Le requérant a une altercation violente avec sa compagne, qui décide de porter plainte auprès du procureur de la République. L’homme, placé en garde à vue, porte plainte à son tour contre sa compagne pour violences. Il est ensuite libéré et convoqué pour médiation pénale. Mais le le couple écrit au procureur pour contester les termes de la convocation de la médiation pénale, soit « avoir (…) volontairement exercé des violences… ». La médiation va tout de même à son terme et la procédure est classée sans suite.
Néanmoins, l’homme était inscrit au fichier Stic.
Dans l’affaire jugée au Tribunal administratif il n’y avait pas eu d’enquête préliminaire de « procédure » d’ouverte, on se situait encore en amont d’une possibilité de classement sans suite mais cela n’a pas empêché une inscription au Stic.

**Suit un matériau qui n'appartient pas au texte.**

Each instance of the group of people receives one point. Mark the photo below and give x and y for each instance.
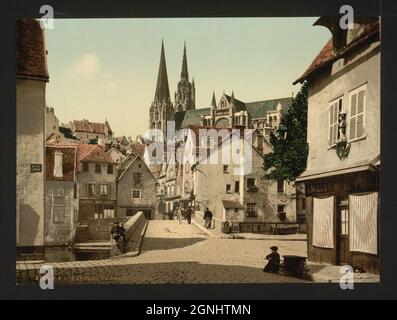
(118, 233)
(187, 213)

Toutefois, l’article 3 du Décret n° 2001-583 du 5 juillet 2001 précise bien que « toute personne ayant bénéficié d’une mesure de classement sans suite pour insuffisance de charges, d’une décision de non-lieu, de relaxe ou d’acquittement devenue définitive peut demander que le fichier soit mis à jour par le responsable du traitement ».
Dans la mesure où une telle apparition dans un fichier peut avoir des répercussions professionnelles désastreuses, il est vivement conseillé de faire application de la procédure d’effacement dès lors que les conditions sont réunies.